A study that evaluated peripheral neuropathy in both feet using the monofilament test in conjunction with a vibration test compared SSc patients, healthy controls and patients with type 2 diabetes mellitus. The prevalence of sensory loss (as determined with a monofilament test) among individuals with SSc was identical to that among diabetic patients (4/20 patients). Individuals with SSc had a considerable prevalence of pedal peripheral neuropathy that was determined by the loss of vibratory sensation and an inability to feel the monofilaments. The authors concluded that further studies were necessary to determine whether routine screening for neuropathy and subsequent podiatric care could reduce complications in the feet for SSc patients (14).

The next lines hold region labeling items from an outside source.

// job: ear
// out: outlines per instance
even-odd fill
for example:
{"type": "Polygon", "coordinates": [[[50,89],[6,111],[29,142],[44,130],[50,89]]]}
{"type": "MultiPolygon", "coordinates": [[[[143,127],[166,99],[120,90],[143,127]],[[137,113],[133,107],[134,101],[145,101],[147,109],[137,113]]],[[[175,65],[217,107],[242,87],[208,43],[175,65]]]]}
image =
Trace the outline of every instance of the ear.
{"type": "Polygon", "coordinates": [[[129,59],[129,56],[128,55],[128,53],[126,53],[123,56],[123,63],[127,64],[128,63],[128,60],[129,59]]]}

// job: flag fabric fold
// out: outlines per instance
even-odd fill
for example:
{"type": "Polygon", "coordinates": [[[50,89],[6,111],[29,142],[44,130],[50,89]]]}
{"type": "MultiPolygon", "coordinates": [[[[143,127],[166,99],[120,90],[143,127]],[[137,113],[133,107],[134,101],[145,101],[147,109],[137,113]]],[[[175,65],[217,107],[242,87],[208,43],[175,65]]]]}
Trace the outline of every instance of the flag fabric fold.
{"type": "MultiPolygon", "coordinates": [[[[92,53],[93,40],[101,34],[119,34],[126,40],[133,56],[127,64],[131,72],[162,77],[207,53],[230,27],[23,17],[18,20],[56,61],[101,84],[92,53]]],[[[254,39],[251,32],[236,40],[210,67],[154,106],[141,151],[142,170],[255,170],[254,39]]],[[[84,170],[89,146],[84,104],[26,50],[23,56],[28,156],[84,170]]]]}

Similarly, Bérezné et al. found that SSc has a significant impact on daily living and work activities because the need for assistance outside the home and disability resources was increased among patients with digital ulcers (15).
The limitations of the present study included the small sample size and a lack of evaluation of other clinical aspects of the disease, such as disease activity, sclerodactylia, autoantibodies, organ involvement and other factors associated with sensation.
The present study revealed that tactile sensation, particularly light touch and deep pressure sensations, is altered in the hands of SSc patients as assessed with a monofilament test. Thus, the investigation of tactile sensations in SSc patients is important for tracking the progression of the disease and because sensation impairment is a risk factor for skin injuries. Our findings suggest that the monofilament test should be performed during routine clinical evaluations of SSc patients. Considering the paucity of studies on this subject, future work should be carried out to evaluate the clinical impact of the loss of hand sensitivity and the effect of interventions, such as formal counseling regarding protection of the hands in SSc patients. These types of evaluations are very important for the rehabilitation and quality of life of SSc patients; in addition, possible hand injuries due to diminished light touch sensations can be avoided.
Footnotes
No potential conflict of interest was reported.